Reading data from PDFs#

Overview

Questions:

  • How can I tell if I can extract data from a pdf?

  • How can I run optical character recognition on a PDF?

  • How can I extract information from a PDF?

Objectives:

  • Use ocrmypdf to make sure our PDF has recognizeable characters.

  • Use tabula-py to extract data from a table in a PDF.

You should have the paper we are going to work with in your pdfs folder. The name of the file is Potts-Guy1995_Article_APredictiveAlgorithmForSkinPer.pdf. We will be reading the tables on page 3.
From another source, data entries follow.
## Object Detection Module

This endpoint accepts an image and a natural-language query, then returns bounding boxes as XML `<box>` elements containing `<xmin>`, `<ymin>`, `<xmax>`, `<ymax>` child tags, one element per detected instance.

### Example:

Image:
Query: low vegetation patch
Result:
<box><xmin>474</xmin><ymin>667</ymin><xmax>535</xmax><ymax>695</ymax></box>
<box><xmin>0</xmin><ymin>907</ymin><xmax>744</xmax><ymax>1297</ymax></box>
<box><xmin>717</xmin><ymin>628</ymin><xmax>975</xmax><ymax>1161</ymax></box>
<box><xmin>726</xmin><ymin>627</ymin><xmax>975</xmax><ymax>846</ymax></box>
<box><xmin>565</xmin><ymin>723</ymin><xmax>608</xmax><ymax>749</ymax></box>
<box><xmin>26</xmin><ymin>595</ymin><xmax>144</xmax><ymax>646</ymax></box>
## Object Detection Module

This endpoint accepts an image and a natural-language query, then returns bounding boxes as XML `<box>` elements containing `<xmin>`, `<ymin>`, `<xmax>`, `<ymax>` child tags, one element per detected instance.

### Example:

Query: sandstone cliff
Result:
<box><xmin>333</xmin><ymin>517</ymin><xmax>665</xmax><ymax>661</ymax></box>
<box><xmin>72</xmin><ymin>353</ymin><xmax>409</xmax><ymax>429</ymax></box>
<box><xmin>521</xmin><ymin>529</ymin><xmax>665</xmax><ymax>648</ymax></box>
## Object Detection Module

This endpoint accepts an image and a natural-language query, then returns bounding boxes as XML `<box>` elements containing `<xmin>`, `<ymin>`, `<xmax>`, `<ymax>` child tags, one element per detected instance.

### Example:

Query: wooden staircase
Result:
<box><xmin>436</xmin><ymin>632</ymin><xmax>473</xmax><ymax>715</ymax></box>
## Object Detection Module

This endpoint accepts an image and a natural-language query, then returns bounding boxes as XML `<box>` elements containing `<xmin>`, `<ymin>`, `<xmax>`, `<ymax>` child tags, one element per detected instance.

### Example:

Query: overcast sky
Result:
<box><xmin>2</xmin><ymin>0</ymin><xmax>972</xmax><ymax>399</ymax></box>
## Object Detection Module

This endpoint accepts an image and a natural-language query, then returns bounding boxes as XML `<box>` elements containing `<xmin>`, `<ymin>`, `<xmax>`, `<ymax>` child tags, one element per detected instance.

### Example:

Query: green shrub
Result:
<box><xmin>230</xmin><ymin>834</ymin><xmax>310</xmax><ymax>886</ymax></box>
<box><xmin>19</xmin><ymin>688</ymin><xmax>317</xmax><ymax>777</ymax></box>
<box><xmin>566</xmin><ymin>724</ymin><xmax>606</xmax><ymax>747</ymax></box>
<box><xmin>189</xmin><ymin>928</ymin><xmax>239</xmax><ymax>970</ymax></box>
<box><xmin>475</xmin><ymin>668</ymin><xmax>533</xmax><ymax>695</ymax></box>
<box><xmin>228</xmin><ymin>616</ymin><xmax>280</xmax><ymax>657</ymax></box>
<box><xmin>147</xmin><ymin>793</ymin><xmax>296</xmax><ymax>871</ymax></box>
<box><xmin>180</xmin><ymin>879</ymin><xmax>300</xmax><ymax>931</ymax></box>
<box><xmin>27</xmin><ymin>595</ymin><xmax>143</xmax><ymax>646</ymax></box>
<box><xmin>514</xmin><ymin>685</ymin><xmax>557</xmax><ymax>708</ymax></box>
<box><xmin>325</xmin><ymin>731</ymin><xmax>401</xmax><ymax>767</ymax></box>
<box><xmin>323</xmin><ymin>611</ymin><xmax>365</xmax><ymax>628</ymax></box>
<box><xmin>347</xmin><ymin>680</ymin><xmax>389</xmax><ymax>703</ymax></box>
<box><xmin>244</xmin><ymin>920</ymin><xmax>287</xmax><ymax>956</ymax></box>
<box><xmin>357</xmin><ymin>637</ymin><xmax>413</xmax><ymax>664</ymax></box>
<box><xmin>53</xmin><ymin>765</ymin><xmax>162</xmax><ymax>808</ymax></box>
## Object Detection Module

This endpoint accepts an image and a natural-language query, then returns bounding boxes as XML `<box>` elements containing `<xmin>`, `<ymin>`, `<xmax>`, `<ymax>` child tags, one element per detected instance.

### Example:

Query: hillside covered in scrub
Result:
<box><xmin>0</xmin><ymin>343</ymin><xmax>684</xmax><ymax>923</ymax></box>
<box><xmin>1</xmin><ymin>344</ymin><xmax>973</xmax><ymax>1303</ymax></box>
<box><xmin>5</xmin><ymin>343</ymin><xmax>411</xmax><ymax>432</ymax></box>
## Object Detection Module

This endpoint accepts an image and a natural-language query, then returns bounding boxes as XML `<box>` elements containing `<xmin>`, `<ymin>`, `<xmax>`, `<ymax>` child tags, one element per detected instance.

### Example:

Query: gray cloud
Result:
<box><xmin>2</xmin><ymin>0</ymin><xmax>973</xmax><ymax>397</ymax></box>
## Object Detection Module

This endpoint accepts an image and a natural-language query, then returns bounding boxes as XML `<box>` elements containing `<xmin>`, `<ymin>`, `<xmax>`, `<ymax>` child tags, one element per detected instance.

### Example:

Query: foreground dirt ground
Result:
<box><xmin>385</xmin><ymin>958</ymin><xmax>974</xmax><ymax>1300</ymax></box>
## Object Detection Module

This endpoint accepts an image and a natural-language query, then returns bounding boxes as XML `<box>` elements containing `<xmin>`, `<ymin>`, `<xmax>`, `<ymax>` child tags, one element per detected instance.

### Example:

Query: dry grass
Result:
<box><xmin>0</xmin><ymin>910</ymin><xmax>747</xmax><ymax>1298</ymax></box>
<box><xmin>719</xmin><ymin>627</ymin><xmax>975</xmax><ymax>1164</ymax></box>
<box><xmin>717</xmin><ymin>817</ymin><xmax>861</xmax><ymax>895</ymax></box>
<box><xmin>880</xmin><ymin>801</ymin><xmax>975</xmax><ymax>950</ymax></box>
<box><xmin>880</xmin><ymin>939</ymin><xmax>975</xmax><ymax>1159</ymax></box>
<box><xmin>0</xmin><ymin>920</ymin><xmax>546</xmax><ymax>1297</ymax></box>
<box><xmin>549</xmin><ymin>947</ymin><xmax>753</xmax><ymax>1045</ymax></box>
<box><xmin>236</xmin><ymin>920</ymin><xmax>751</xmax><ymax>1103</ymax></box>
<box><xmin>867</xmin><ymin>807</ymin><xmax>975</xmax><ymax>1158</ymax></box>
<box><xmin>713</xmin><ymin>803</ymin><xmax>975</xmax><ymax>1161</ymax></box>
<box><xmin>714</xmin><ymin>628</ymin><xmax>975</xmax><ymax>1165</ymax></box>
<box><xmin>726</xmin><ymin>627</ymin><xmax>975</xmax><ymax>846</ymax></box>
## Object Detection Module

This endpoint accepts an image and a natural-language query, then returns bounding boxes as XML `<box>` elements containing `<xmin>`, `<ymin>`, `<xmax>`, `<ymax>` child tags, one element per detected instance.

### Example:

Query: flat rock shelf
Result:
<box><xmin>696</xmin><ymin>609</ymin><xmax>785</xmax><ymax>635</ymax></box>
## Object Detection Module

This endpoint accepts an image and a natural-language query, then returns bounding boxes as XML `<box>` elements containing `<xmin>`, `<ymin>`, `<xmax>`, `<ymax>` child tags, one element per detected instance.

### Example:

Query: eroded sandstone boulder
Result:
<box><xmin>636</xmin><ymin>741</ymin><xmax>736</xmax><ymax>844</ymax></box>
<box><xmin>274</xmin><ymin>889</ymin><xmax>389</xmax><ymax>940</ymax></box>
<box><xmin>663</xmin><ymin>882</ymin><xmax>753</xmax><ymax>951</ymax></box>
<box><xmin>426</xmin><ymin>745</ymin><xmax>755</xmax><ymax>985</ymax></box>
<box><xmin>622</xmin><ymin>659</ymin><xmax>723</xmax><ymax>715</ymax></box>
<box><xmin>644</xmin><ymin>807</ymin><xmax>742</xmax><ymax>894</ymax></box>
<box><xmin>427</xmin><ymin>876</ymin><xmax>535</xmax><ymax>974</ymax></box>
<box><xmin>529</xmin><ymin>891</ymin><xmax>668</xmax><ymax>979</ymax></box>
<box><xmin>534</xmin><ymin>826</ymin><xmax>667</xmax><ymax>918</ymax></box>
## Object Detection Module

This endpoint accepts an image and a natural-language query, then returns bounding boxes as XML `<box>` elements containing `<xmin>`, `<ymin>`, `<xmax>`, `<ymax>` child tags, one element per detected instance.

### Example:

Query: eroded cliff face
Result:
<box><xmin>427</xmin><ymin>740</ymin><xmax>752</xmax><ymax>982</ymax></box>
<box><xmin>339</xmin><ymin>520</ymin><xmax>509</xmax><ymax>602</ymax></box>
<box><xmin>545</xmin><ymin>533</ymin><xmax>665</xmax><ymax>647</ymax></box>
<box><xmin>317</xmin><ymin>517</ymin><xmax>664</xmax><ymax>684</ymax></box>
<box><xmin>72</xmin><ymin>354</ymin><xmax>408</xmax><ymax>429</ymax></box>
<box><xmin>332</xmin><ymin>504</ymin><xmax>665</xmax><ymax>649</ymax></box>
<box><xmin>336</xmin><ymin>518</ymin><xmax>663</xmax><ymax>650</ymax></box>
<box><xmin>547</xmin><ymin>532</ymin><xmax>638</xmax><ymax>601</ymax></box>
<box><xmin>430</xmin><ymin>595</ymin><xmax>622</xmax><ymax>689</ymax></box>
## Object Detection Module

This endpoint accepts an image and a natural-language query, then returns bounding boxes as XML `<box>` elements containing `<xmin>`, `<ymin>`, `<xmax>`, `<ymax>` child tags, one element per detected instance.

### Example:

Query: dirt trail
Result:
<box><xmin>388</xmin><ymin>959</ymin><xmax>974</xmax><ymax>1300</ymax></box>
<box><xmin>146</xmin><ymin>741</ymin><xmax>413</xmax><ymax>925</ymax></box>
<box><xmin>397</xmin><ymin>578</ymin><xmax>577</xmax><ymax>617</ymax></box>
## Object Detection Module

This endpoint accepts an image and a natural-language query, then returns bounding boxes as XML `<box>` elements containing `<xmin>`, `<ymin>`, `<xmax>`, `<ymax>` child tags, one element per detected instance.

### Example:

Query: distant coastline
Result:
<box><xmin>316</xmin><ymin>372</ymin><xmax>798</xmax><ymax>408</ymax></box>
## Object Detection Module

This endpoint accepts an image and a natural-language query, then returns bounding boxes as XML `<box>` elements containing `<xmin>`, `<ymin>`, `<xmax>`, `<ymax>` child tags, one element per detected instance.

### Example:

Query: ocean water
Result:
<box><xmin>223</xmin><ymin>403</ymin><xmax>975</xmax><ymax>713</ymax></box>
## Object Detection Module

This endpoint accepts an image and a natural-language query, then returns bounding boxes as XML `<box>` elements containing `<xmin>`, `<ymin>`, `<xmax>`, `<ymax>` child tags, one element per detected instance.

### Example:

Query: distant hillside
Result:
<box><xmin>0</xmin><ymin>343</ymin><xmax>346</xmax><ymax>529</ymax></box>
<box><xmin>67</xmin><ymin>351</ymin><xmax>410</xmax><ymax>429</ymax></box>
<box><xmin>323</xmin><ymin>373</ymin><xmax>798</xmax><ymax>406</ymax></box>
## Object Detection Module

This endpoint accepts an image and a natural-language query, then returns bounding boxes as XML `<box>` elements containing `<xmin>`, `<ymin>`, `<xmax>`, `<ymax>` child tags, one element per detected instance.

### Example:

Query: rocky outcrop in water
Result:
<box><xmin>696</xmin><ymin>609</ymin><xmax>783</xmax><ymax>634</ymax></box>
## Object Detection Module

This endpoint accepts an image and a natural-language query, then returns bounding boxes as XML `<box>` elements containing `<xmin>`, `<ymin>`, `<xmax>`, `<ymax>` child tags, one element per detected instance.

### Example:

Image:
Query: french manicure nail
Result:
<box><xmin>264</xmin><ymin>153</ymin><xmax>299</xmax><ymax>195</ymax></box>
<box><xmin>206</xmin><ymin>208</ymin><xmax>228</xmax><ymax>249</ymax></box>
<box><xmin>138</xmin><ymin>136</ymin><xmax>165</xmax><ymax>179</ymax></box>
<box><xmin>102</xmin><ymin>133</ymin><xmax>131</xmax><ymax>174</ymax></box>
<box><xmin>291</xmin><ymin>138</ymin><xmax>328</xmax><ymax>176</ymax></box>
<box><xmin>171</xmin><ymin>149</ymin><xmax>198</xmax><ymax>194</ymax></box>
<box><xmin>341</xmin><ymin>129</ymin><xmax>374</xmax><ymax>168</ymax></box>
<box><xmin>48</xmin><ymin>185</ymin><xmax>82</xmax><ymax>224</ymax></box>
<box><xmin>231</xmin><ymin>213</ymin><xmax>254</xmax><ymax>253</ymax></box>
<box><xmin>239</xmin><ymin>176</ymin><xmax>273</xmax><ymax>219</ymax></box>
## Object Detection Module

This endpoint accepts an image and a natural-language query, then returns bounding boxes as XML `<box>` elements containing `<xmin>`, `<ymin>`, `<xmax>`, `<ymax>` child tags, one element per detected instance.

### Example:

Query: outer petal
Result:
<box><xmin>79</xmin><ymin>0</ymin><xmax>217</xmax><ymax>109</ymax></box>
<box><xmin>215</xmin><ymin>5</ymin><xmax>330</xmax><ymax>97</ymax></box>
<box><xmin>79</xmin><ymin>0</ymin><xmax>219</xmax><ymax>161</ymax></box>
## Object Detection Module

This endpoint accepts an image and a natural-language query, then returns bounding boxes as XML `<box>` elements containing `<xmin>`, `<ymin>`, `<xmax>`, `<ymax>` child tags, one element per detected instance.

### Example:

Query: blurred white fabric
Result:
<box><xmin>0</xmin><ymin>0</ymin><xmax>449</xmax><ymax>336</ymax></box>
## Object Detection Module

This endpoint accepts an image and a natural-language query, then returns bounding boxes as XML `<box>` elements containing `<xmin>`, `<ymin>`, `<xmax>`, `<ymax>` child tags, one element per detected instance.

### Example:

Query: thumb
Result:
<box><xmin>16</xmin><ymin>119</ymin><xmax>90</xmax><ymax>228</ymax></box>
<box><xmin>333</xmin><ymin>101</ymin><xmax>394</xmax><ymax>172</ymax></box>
Start by checking to ensure that you have the pdfs folder and the pdf. We will use the special command ls for this. We put an exclamation mark at the beginning of this command because it is not Python. In the Jupyter notebook, the commands that start with ! are commands you could execute in your terminal if you were using a terminal.

! ls pdfs
186.full.pdf	   Potts-Guy1995_Article_APredictiveAlgorithmForSkinPer.pdf
Delaney_paper.pdf  cyclodextrin.pdf

We’re going to use a Python library called tabula-py to read the data in Table 1. However, this pdf doesn’t have any text information in it yet. One way you can tell this is by clicking and dragging your cursor over the text in a pdf viewer like Adobe Acrobat. If the text is not highlighted, the pdf does not contain text information. If we tried to extract the data in the table at this point, we would get an empty table.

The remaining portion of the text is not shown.